Zuschauer dürfen sich auf ein aufwändiges Bühnenbild freuen.
Mit Michaela Schaffrath als zweiter Hauptdarstellerin bekommt Keim prominente Unterstützung zur Seite gestellt. Die Schauspielerin und Synchron- sprecherin mimt Nachbarin „Blanche“. Lange Überzeugungsarbeit brauchte es nicht, um die 48-Jährige mit an Bord zu holen. „Intendant Jan Bodinus und ich kennen uns schon lange, und wir wollten unbedingt wieder zusammenarbeiten. Das Stück hat dann auch zeitlich super gepasst, und ich freue mich total, wieder in Nordrhein-Westfalen, meiner Heimat, auf der Bühne zu stehen“, erzählt Schaffrath, die sich ebenfalls als Fan von Erhardt zu erkennen gibt: „Der Wortwitz von Erhardt ist genau mein Humor. Deshalb ist es auch gar nicht so einfach, bei dem Stück ernst zu bleiben. Stefan macht das großartig, und man nimmt ihm die Rolle komplett ab.“ Doch neben dem bekannten Erhardt-Humor soll es auch Momente geben, die zum Nachdenken anregen. In vielen Situationen kann man Parallelen zu Alltagssituationen ziehen, die wohl einem Großteil der Zuschauer schon untergekommen sein werden. An ihrer eigenen Figur mag die Schauspielerin vor allem den Wandel ihres zunächst zurückhaltenden Charakters und das Zusammenspiel mit ihrem Kollegen. Dass die beiden Darsteller eine gute Chemie entwickeln würden, deutete sich bereits beim Plakatfotoshooting an, wie Keim verrät: „Wir waren uns auf Anhieb sehr sympathisch. Das Plakatfoto ist entstanden, als wir eigentlich noch Probeaufnahmen gemacht haben. Am Ende waren die Bilder aber so gut, dass wir sie gleich genommen haben. Das gute Verhältnis zueinander zieht sich aber durch den gesamten Cast und die Crew. Die Arbeit macht Spaß, und wir als Darsteller müssen uns bei der Unterstützung in Form des fantasti- schen Bühnenbilds bedanken.“ Die aufwendige Kulisse ist in diesem Jahr so einnehmend, dass sie die romantische Szenerie des Schlosses beinahe vergessen lässt.
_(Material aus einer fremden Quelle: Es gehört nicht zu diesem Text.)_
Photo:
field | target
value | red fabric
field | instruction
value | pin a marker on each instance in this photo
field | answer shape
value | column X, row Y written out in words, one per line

Beim Ticketkauf ist Eile geboten, denn von Konzept und Ensemble sind die Zuschauer offenbar schon vor der Erstaufführung am 26. Juni überzeugt. Die bisherigen Verkaufszahlen für die neue Tribüne auf dem idyllischen Schlossplatz toppen sogar den Rekord der vergangenen Festspielsaison. Heinz Erhardt, der in diesem Jahr 110 Jahre alt geworden wäre, scheint seine Anziehungskraft noch immer nicht verloren zu haben. „Ich hoffe, dass wir mit dem Stück und unserer Interpretation des Ganzen einige Erinnerungen an diesen genialen Künstler zurück in die Gedächtnisse der Leute rufen können“, schließt Stefan Keim lächelnd.